Basics About Managing Your Corporation
While limited liability companies have become quite popular, businesses that are likely to grow into large businesses should generally operate as corporations.
Benefits of Forming a Company
The limited liability and tax benefits of doing business in the corporate form result from the corporation being treated as a separate entity. To obtain these benefits, it is important that the corporation be operated as an entity separate from its shareholders, directors, and officers. In order to do this, you must understand the role of each of the persons involved in the operation of the corporation and must comply with certain formalities in operating the corporation.
Separate Legal Entity
It is critical that you recognise the corporation as a separate entity and treat it as such. Under no circumstances should corporate and personal funds, assets, or accounts be mixed. Corporate funds should not be used to pay personal expenses, to make personal investments, or for any other purposes not related to the corporation’s business. Corporate assets should be distributed to shareholders only in the form of dividends and obligations for such things as salaries, rents, and debt payments where the board of directors has authorised the expense in advance.
The corporation should also be held out to third parties as a separate entity. All business of the corporation should be conducted in the name of the corporation, and the name of the corporation should be used on all agreements, contracts, leases, orders, and other arrangements entered into by the corporation. It should also be used on all products, signs, advertisements, correspondence, business cards, telephone directory listings, and similar items. The corporation should carry its own insurance and will be required to file its own income and employment tax returns.
The corporation can only act through individuals. However, when acting for the corporation, remember that you are acting as a representative of the corporation, and not in your individual capacity. When signing documents, you should make it clear that you are acting in a representative capacity for the corporation. For example, all documents signed on behalf of the corporation by its president should be signed, “[name of corporation] by [your name], [title].” If you fail to make your representative capacity clear, you run the risk of incurring personal liability for the obligations of the corporation.

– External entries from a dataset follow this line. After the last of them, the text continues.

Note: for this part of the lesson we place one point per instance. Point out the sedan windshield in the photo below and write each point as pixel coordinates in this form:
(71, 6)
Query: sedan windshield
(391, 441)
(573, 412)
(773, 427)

The shareholders, directors, and officers of the corporation all have their own roles and functions. It is important that these roles be kept separate and respected. This is particularly crucial in the case of a closely-held corporation where the same individuals likely function in several different capacities.
The shareholders own the corporation. However, they are not partners in a partnership, and they neither own the corporation’s business (which is owned by the corporation) nor manage the business (which is the function of the board of directors and officers). The shareholders own stock in the corporation and have a voice in the management of the corporation because they elect the directors of the corporation and participate in certain major decisions, such as sale of substantially all of the assets of the corporation and amendment of its certificate of incorporation. If the corporation’s existence is to be respected, it is important that the shareholders’ activities are limited to their proper role.
The shareholders must act as a group. Actions are taken at meetings, or by written consents signed by all shareholders, through the adoption of formal resolutions. A formal written record of all actions taken by the shareholders should be maintained in the corporation’s record book.
Shareholder meetings should be held at least once a year for the purpose of electing directors. Special meetings may be required if additional matters requiring shareholder approval arise.
The board of directors of the corporation is responsible for its management. The board of directors establishes policy, which is carried out on a day-to-day basis by the officers of the corporation. The board of directors elects, and can remove, the officers. The board of directors also makes all major decisions relating to the management of the corporation, including the compensation paid to employees, issuance of stock, approval of important contracts, borrowing of money, purchase of equipment and property, and the payment of dividends.
The board of directors must act as a group. Actions are taken at meetings, or by written consents signed by all directors, through the adoption of formal resolutions. A formal written record of all actions of the board of directors should be maintained in the corporation’s record book.
The board of directors should meet at least once a year for the purpose of electing officers and dealing with such things as the compensation of shareholder-employees. However, special meetings will be required from time to time throughout the year as issues requiring the attention of the board of directors arise. In many cases, these issues can be addressed by means of consent to action signed by the directors.
The officers are agents of the corporation and are responsible for conducting its day-to-day business activities. The business is to be conducted in accordance with policies established by the board of directors, and authorisation must be obtained from the board of directors for major corporate transactions. The scope of authority and the functions and responsibilities of the various officers are set forth in the bylaws of the corporation.
Because a corporation is a separate entity in which individuals may play a variety of roles, certain formalities are prescribed for corporate actions. Complying with these formalities is important to have the corporation recognised as a separate entity and to avoid personal liability for the obligations and liabilities of the corporation. The bylaws of the corporation provide a guide to compliance with proper corporate formalities. In addition, proper and complete records must be maintained by the corporation. It is important that you carefully review the bylaws so that you understand the formalities that must be followed.
Your corporation must keep correct and complete books and records of account and shall keep minutes of the proceedings of shareholders, board and executive committee, if any, and shall keep at the office of the corporation in New York, a record containing the names and addresses of all shareholders, the number and class of shares held by each and the dates when they respectively became the owners of record. Any of the foregoing books, minutes or records may be in written form or in any other form capable of being converted into written form within a reasonable time.